Some time later, the warning gong began to sound. Bernard went tense. They were entering the no space void, which meant that less than a day hence they would be landing on Earth. He found no joy in the thought of homecoming. In the ancient days, he thought, a messenger who bore bad news was killed on the spot. We won’t be as lucky. We’ll go on living—known for all time as the men who let ourselves be walked over by the Norglans.

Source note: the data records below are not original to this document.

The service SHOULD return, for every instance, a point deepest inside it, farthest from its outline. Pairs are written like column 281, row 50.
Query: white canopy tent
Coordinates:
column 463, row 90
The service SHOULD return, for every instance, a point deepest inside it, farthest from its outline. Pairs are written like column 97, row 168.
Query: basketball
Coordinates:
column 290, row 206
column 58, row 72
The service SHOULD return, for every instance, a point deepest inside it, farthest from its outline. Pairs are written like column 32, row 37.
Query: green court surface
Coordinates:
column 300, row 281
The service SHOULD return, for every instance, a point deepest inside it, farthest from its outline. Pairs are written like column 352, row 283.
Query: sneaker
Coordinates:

Just before conversion came, Bernard turned to catch a final glimpse of the solar system behind them. They had not quite left the vicinity of Star NGCR 185143; it glimmered on the screen with an appreciable disk the apparent size of an iron five-credit piece, and dimly visible against its brightness were the dark dots of occulting planets. Then the cabin lights flickered and the screen winked into featureless grayness. Bernard felt the pang of separation from the universe he knew.

Conversion had been made.

Now there would be seventeen hours of unending waiting. Bernard found his cabinet and took out a slim book. His symmetrical existence of teaching and reading and brandy-sipping seemed infinitely distant now, but he hoped to recapture some of the ease he had known before being plunged into this nerve-draining mission. Shall I compare thee to a Summer’s day? Thou art more lovely and more temperate. Rough winds do shake the darling buds of May, And summer’s lease hath all too short a date: Sometime too hot the eye of heaven shines, And often is his gold complexion dimm’d; And every fair from fair sometime declines, By chance or nature’s changing

Bernard sighed in frustration and let the book slip shut. It was no use; no use at all.

“What are you reading?” Dominici asked.

“Not are. Were. I can’t concentrate.”

“What was it, then?”

“Shakespeare. Medieval English poet.”

“Yes, yes, I’ve heard of Shakespeare!” Dominici said. “He was one of the really great ones, wasn’t he?”

Bernard smiled mechanically. “The greatest, some think. I’ve got a book of his sonnets here. But it’s no use, reading them. I keep remembering that Shakespeare’s dead twelve centuries; the face of Skrinri keeps getting between me and the page.”

“Hand it here,” Dominici said. “I’ve never read any of that old stuff. Maybe I’ll like it.”

Shrugging, Bernard gave him the book. Dominici opened it at random, and almost immediately began to scowl. He looked up after a moment.

“I can’t read it! Don’t tell me you’ve been reading him in the original? What is this, Greek? Sanskrit?”

“English,” Bernard said. “It’s a hobby of mine, studying old languages. But go ahead; look at each word, pronounce it phonetically if you can. Shakespeare’s English isn’t that far removed from modern-day Terran. It just looks strange. But that’s the direct ancestor of our own language, you know.”